Immaginiamo quindi che il nostro insegnante, pur non sentendosi a proprio agio rispetto all'imposizione del datore di lavoro, posto di fronte al ricatto del prendere o lasciare, decida di recarsi al più vicino centro di somministrazione del vaccino di Stato per farselo inoculare così come gli viene imposto.

L'operatore che lo accoglie ovviamente gli presenta il documento sul quale il nostro insegnante dovrà apporre obbligatoriamente la propria firma, pena l'impossibilità di ricevere la somministrazione del vaccino anti Covid-19:

Ora il nostro filosofo si trova di fronte ad un grande dilemma: firmare il consenso informato che contiene una serie di clausole che lui non intederebbe sottoscrivere secondo coscienza, o non firmarlo in coerenza col suo pensiero?

A questo punto l'operatore sanitario, vedendolo indeciso, lo informa che lui non è tenuto a firmare qualora non fosse convinto e che questo mancato consenso però lo costringerebbe ad andar via senza aver ricevuto la vaccinazione prevista che lo porterebbe al rischiare di perdere il posto di lavoro pubblico.

 

Che fare?

 

Meglio firmare e quindi violare la norma che punisce il falso ideologico (articolo 476 e seguenti del Codice penale), o non firmare in coerenza con la sua valutazione intellettuale e perdere il lavoro, lo stipendio, il sostentamento e la pensione?

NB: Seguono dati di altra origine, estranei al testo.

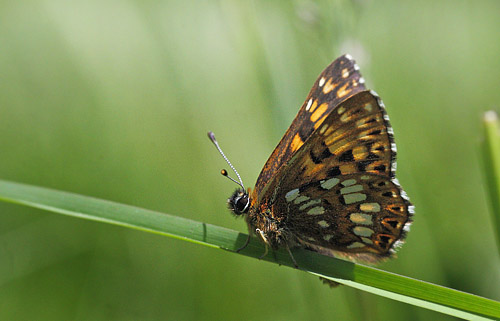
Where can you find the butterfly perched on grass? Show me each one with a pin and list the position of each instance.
(330, 185)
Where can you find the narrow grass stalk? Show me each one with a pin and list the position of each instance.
(491, 156)
(397, 287)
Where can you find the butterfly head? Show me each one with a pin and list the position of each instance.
(239, 202)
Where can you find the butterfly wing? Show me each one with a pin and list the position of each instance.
(359, 216)
(339, 81)
(337, 193)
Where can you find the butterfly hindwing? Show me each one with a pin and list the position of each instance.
(338, 189)
(339, 81)
(361, 216)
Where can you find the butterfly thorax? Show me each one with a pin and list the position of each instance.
(260, 218)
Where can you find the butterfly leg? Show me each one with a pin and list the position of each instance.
(291, 256)
(244, 245)
(266, 242)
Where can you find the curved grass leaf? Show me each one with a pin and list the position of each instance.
(397, 287)
(491, 156)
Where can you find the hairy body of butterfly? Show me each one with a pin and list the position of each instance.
(330, 183)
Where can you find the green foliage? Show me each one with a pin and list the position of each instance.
(426, 295)
(114, 99)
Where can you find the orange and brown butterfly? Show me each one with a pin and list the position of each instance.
(330, 184)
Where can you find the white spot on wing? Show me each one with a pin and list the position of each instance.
(349, 182)
(318, 210)
(328, 184)
(309, 204)
(370, 207)
(301, 199)
(323, 223)
(309, 103)
(355, 245)
(351, 189)
(354, 198)
(290, 196)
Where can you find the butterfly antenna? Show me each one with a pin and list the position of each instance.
(224, 172)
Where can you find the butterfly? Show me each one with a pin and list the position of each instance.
(329, 185)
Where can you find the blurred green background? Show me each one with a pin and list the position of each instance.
(113, 99)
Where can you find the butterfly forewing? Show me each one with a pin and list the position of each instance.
(339, 81)
(337, 193)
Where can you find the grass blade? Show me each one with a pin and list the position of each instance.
(491, 155)
(397, 287)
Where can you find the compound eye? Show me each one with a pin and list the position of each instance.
(241, 204)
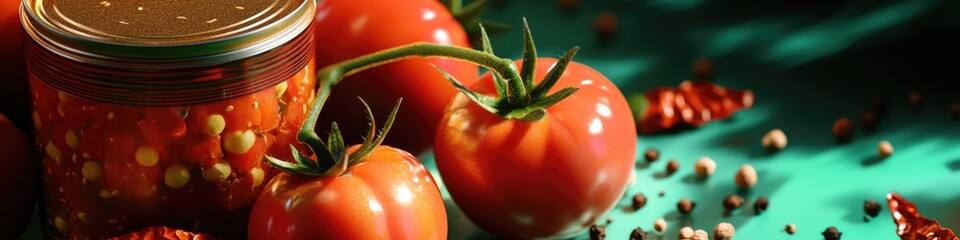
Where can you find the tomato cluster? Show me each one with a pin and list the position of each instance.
(346, 29)
(520, 159)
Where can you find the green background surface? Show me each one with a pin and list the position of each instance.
(808, 62)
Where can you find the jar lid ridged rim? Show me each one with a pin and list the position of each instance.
(88, 30)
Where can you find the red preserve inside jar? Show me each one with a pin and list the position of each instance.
(153, 113)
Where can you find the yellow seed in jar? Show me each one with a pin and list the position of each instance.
(91, 171)
(52, 151)
(71, 138)
(257, 174)
(176, 176)
(239, 142)
(281, 88)
(214, 125)
(61, 225)
(218, 172)
(147, 156)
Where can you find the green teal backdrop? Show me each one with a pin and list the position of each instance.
(809, 63)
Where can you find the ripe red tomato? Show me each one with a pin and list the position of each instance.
(548, 178)
(20, 170)
(165, 233)
(14, 94)
(347, 29)
(389, 195)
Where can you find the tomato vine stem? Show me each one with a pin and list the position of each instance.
(518, 97)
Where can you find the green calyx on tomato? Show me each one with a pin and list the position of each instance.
(332, 157)
(518, 98)
(469, 17)
(521, 99)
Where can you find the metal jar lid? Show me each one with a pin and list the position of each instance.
(161, 52)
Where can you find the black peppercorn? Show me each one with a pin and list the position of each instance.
(651, 155)
(732, 202)
(761, 205)
(871, 208)
(638, 234)
(639, 200)
(597, 232)
(832, 234)
(672, 166)
(702, 69)
(685, 206)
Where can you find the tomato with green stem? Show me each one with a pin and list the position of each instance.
(547, 168)
(520, 159)
(347, 28)
(367, 191)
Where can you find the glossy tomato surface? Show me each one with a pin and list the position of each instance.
(347, 28)
(389, 195)
(550, 178)
(19, 174)
(14, 94)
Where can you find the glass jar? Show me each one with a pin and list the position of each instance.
(160, 113)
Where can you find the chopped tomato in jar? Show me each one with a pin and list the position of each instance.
(111, 169)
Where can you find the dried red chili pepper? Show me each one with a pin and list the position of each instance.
(158, 233)
(911, 225)
(692, 103)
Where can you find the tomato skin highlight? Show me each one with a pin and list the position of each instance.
(389, 195)
(20, 175)
(550, 178)
(347, 29)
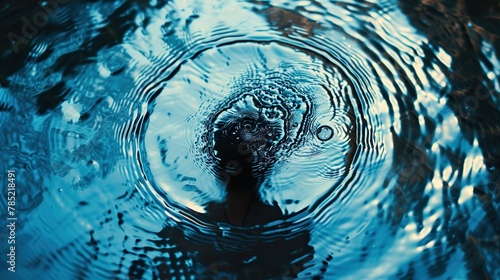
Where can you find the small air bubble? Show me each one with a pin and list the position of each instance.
(324, 133)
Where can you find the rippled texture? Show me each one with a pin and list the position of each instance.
(253, 139)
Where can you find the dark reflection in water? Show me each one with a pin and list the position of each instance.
(252, 140)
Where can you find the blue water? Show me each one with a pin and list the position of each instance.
(250, 139)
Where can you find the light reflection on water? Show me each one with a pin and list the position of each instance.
(257, 139)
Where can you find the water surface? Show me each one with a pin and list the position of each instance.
(252, 139)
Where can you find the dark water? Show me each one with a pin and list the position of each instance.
(251, 139)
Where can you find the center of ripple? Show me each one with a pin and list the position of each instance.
(249, 133)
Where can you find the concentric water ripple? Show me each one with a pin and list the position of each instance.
(255, 140)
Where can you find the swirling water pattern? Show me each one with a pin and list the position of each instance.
(360, 136)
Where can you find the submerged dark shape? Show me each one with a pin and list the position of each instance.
(241, 147)
(248, 134)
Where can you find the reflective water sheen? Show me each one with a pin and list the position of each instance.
(252, 139)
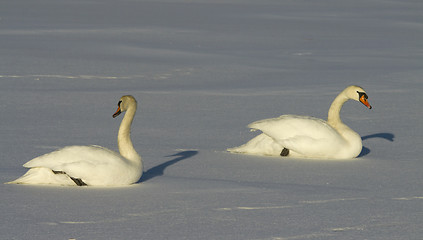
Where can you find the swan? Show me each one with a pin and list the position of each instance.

Il nostro insegnate sa molto bene che apponendo la firma, visto il suo ruolo di dipendente dello Stato posto di fronte ad un pubblico ufficile che gli inoculerà il vaccino, compierebbe un atto determinante ai fine del mantenimento del proprio posto di lavoro e questa fattispecie non potrebbe che rappresentare in qualche modo un falso in atto pubblico, non foss'altro per via di quanto lui pensa realmente, anche perché dato il suo ruolo e quello dell'addetto alle vaccinazioni che gli sta di fronte, apporre o meno la propria firma condizionerebbe un eventuale mantenimento del posto di lavoro pubblico.

A questo punto diventa evidente che un datore di lavoro serio, che imponga una tale fattispecie di ricatto, dovrebbe trarne la dovuta coseguenza: sta al datore di lavoro pubblico che impone la vaccinazione, in ogni e qualunque caso di dubbio, apporre la propria firma, essendo stato di fatto proprio lui a porre il lavoratore di fronte al dilemma, ovvero al rischio reale di perdere il proprio posto di lavoro.

Nessuno mai potrà pretendere che una persona apponga una firma su qualcosa che non intederebbe mai sottoscrivere se non si trovasse di fronte alla minaccia di un ricatto.

Ma come sappiamo, le cose non stanno così e ciò dimostra che esiste un vulnus che si nasconde dietro il ricatto della perdita del posto di lavoro in mancanza di condivisione circa la scelta del datore di lavoro di iniettare sul lavoratore una sostanza che quest'ultimo non accetterebbe in assenza del rischio di perdere il posto di lavoro.